Studies Of Hyper-singular Integral Equation Method To Three-Dimensional Crack In Bi-materials

Cracks of composite material usually begin from or near interface, and therefore it is of theoretical and practical significance to study the stress field caused by the flaws of composite material on the interface. Compared with homogenous materials, however, composite materials have the characteristics such as different mechanical features, complex singularity index of the stress field near interface point, and different linear elastic fracture theories — thus, the study is more difficult. At present, the research mainly focuses on two-dimensional crack, and a few were reported on the three-dimensional composite material cracks. The dissertation systematically studies the problem of three-dimensional bi-material cracks with the method of hyper-singular integral equations, presents the hyper-singular integral equations for the problem and high-accuracy numerical solution, and obtains numerical results of some typical examples. The main contents are as follows.1. Relied on previous data, the general expression of displacement fundamental solution for three-dimension bi-materials under coordinate system oblique to interface is given. Based on the expression, the general solutions for displacement and surface traction are provided by using Somigliana displacement formula. This type of crack problem is further reduced to solving a set of hyper-singular integral equations with crack interface displacement discontinuities as an unknown function, and the behavior of unknown solutions on crack tips is analyzed.

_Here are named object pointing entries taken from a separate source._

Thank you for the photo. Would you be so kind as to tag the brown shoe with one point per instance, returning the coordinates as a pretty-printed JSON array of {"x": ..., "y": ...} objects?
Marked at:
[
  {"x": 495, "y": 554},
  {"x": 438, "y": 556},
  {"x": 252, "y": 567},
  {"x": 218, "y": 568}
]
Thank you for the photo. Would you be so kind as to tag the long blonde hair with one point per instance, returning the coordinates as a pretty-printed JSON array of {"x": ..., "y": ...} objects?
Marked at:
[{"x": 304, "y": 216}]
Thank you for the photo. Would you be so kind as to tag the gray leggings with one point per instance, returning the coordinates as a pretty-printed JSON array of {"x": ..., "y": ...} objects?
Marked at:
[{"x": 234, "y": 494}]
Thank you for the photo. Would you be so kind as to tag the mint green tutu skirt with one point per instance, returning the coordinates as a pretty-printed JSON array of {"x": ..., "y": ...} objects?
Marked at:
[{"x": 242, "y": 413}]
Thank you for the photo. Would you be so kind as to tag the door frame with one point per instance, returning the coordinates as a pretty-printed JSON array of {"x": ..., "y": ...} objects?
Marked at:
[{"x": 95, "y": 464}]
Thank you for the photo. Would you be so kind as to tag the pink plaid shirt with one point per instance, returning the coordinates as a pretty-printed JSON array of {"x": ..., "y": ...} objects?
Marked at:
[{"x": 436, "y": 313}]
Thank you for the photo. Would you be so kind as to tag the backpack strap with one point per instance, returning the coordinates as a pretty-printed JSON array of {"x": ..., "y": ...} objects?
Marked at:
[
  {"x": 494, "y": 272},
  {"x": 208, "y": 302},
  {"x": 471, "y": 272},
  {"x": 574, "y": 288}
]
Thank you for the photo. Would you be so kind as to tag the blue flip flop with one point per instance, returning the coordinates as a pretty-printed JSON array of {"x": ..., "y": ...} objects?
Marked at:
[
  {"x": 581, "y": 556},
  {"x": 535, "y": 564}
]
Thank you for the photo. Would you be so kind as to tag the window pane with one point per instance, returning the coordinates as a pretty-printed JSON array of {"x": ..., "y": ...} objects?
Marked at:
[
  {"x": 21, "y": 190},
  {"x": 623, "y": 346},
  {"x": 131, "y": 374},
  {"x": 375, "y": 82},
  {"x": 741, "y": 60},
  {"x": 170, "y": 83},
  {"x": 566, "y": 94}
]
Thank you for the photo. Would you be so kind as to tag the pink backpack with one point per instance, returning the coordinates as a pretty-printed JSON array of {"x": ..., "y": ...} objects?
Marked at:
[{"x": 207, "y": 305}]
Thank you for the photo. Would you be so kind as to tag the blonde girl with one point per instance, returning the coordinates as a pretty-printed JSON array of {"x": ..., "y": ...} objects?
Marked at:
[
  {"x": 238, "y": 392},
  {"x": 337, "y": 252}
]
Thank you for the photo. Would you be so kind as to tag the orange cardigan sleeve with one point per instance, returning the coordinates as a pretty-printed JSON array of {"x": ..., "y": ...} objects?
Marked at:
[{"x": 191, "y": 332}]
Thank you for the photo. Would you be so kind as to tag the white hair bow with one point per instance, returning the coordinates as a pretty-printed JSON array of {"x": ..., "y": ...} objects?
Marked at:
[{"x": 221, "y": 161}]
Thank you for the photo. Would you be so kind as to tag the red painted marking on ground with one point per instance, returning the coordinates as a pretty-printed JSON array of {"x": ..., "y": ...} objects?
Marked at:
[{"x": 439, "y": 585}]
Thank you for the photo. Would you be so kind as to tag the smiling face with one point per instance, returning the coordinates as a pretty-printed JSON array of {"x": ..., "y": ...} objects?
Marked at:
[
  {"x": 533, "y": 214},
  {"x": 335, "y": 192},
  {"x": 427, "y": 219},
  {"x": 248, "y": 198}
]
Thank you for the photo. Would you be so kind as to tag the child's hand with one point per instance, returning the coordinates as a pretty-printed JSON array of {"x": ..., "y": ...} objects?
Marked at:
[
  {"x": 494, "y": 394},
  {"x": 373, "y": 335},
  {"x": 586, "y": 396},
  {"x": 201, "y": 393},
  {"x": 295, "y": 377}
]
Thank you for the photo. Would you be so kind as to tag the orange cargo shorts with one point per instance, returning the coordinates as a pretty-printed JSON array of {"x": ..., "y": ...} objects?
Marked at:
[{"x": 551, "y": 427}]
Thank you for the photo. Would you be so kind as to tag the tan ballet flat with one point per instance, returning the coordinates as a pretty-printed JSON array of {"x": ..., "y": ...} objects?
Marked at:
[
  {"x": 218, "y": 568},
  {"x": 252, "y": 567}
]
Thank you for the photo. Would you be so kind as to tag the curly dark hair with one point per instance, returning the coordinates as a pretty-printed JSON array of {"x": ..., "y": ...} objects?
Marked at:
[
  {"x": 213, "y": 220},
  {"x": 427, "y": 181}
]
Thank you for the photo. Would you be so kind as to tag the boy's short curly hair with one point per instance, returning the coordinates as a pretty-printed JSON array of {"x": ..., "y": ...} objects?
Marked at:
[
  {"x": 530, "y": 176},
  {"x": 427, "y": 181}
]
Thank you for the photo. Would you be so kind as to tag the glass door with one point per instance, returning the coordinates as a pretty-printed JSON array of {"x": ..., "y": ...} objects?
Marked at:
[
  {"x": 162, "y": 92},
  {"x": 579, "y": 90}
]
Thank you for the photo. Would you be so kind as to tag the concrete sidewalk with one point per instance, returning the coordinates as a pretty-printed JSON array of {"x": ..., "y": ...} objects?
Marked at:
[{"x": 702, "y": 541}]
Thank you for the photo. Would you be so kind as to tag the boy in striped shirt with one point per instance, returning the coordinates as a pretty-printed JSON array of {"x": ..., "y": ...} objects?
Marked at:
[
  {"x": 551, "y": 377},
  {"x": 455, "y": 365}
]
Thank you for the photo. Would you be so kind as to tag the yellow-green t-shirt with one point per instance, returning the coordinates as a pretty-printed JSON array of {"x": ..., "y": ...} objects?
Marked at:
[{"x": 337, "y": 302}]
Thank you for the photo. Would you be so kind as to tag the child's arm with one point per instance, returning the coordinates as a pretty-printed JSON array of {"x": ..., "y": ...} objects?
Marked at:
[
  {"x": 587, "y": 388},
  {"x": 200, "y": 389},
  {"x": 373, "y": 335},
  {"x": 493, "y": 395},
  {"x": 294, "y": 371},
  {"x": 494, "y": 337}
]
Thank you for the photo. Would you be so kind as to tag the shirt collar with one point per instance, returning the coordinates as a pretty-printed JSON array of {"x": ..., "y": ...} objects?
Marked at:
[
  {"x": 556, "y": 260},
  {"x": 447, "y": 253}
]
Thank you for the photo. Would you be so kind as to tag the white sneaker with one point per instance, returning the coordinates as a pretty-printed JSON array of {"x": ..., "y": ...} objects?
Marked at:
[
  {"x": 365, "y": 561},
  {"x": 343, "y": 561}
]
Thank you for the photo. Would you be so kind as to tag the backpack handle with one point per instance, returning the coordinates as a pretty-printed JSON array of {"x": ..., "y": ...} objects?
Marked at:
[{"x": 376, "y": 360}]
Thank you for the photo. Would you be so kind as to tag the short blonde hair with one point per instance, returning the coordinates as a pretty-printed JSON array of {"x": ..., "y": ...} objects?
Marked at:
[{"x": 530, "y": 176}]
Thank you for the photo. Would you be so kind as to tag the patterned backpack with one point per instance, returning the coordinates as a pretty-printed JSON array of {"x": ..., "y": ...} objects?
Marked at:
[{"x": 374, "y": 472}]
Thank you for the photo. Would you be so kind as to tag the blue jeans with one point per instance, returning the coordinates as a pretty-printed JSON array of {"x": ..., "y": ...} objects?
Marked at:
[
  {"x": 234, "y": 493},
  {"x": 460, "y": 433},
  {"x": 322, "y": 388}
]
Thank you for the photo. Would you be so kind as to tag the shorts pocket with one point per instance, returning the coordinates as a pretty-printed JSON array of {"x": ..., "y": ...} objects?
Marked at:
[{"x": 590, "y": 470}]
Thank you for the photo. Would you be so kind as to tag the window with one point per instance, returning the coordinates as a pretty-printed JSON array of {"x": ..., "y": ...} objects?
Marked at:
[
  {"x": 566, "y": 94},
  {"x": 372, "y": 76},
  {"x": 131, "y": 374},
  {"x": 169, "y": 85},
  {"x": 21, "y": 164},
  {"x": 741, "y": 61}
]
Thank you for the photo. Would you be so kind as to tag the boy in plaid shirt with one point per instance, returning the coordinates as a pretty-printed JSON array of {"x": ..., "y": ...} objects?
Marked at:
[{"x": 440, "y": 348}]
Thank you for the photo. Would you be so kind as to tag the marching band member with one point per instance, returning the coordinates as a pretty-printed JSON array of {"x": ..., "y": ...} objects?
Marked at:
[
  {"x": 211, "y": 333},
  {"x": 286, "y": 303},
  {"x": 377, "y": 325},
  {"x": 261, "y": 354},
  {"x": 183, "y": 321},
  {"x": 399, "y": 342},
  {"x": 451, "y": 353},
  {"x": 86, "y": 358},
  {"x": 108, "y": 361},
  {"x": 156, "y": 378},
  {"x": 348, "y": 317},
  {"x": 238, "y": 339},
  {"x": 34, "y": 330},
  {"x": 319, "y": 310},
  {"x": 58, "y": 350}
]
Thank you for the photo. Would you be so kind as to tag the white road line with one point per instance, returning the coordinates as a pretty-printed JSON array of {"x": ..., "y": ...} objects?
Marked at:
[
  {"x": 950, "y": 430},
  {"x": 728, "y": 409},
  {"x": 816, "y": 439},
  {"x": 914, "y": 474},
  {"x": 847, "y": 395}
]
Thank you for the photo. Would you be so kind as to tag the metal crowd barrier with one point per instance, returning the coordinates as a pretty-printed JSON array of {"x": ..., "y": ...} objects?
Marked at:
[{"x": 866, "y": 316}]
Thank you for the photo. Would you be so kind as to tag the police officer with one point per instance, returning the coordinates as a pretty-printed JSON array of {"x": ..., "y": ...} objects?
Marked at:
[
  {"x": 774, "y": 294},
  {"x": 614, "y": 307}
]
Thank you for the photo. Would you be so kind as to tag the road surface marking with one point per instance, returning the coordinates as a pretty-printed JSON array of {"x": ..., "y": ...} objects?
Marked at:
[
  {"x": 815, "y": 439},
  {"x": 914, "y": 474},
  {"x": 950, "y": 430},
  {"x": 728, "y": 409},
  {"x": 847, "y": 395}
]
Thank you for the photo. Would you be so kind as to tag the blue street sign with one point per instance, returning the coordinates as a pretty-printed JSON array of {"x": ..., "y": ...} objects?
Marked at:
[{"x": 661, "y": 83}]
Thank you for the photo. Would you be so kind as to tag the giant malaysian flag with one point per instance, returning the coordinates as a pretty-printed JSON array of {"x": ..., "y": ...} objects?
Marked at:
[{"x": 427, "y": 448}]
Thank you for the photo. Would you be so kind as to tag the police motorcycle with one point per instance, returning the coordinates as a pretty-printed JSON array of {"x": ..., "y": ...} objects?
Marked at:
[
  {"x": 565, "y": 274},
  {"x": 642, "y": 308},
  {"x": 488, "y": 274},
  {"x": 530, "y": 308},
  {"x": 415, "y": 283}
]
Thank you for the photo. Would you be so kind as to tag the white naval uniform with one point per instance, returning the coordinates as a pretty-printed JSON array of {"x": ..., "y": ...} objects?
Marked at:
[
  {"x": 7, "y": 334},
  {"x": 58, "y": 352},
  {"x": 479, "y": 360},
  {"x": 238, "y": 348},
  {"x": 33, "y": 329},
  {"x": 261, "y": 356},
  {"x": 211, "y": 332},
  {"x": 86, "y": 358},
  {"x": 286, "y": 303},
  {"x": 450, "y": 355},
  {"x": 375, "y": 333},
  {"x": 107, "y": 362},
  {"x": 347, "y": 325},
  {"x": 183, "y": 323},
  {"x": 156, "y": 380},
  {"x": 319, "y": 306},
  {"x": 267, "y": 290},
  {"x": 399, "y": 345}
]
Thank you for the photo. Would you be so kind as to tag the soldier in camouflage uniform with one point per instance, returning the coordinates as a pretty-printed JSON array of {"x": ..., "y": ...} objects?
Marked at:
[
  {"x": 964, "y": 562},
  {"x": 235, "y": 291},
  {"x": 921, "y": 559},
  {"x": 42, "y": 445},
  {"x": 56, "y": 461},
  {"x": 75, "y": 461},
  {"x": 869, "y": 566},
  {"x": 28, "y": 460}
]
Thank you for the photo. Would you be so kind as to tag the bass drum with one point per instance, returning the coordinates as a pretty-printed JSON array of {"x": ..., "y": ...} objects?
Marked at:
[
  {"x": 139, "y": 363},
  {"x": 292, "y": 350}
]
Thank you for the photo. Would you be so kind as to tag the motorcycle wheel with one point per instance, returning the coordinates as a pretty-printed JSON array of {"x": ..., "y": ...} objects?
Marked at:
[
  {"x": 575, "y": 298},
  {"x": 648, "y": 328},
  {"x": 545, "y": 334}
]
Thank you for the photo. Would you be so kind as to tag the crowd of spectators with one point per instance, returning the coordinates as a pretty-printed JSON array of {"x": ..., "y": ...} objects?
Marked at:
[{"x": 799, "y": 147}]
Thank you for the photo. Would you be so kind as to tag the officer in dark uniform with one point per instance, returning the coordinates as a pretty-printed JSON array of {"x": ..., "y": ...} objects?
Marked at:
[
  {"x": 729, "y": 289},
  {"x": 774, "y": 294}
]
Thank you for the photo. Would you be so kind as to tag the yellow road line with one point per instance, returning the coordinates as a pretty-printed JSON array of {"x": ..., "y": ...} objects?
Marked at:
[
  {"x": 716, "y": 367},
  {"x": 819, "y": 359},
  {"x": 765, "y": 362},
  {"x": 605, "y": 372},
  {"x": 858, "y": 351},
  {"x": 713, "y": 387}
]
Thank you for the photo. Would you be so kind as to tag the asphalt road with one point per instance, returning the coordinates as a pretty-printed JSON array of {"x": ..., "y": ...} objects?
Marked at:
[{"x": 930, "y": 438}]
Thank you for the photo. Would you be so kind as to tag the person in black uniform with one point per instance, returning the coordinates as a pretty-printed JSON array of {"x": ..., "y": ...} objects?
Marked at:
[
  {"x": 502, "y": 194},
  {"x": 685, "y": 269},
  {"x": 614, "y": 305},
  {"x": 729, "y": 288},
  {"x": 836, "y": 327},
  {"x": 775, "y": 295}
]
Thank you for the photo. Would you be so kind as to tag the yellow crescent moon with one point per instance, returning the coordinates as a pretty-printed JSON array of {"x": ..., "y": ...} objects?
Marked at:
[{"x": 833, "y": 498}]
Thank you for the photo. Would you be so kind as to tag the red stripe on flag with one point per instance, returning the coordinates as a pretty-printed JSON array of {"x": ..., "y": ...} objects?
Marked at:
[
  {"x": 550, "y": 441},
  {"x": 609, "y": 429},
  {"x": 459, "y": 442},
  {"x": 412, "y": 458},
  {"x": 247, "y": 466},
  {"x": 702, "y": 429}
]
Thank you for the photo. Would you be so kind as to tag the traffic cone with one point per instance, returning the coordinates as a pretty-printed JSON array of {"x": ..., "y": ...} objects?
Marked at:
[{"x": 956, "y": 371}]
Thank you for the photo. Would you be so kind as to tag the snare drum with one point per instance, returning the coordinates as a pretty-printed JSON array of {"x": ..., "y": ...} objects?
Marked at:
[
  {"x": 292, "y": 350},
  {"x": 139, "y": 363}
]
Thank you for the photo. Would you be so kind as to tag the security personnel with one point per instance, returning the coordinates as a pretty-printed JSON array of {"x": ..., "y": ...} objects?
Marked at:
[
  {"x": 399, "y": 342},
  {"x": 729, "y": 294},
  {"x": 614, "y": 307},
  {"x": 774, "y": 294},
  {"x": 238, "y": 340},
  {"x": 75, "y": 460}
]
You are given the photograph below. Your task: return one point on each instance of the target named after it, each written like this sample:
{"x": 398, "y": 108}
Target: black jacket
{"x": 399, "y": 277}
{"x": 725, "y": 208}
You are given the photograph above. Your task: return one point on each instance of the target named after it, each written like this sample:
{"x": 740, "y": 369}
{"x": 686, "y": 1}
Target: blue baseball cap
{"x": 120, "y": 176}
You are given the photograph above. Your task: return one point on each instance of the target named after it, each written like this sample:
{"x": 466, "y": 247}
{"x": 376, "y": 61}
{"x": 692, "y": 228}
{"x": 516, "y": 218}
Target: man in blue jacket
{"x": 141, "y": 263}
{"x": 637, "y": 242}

Among them, applying the hyper-singular integral equations to three-dimensional bi-materials inclined cracks is reported for the first time.2. Based on analytic results of unknown solutions of hyper-singular integral equations on crack tips, the numerical method of shear crack perpendicular to interface in three-dimensional bi-materials is constructed by factor method and finite-part integrals, and the exact hyper-singular integral equations and computation expression of stress intensity factor on crack tips are provided.3. According to the numerical methods above, some examples of typical cracks are computed, and the numerical results of stress intensity factors on crack tips are obtained. The change rules of stress intensity factors with variables are also investigated. The results show that the numerical method in this paper has high-accuracy and nice convergent performance.